Step 2: Multiply: 0.2 × 120 = 24.
Full formula: (20 ÷ 100) × 120 = 24
Fifth shortcut: 120 ÷ 5 = 24. Split: 20% of 100 + 20% of 20 = 20 + 4 = 24.
One-twenty is 12 × 10 (or 10 × 12 if you think in dozens). Twenty percent removes one factor of five from the product view 120 ÷ 5 = 24, which stays a whole number because 120 is divisible by both 10 and 12 in familiar ways.
Against 20% of 75 (15): adding forty-five to the base adds nine to the fifth, and 15 + 9 = 24—the same +1-per-+5 rhythm you see stepping up the tens through ninety, one hundred, one-ten, and one-twenty at this rate.
Fastest: 120 ÷ 5 = 24.
From 25% of 120 = 30, subtract 5% of 120 = 6 to land on twenty-four—useful if quarters come first mentally.
Example 1: Twenty percent off a £120 fee
The markdown is £24 and you pay £96 if nothing else stacks.

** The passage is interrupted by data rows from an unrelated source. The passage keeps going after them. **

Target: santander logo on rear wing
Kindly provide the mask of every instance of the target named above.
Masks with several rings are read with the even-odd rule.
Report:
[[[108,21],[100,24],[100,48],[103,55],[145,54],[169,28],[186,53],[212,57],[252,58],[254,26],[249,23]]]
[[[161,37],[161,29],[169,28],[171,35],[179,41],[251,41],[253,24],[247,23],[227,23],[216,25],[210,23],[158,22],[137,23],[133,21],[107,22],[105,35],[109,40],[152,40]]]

Example 2: One-twenty-unit batch
If a 20% quality hold applies, 24 units are ring-fenced and 96 are free to ship under a strict rule.
Example 3: Budget line
Allocating 20% of a £120 sub-budget means £24 for that line and £96 notionally elsewhere—not the other way round unless the wording says “after discount.”
Example 4: Tenfold check
20% of 1200 is 240. If you see 24 or 2400 on the scaled row, revisit the percent-to-decimal step.
20% of 120 is 24.
Multiply 120 by 0.2, divide 120 by 5, or double 10% of 120 (12 → 24).
20% off 120 is a reduction of 24, leaving 96.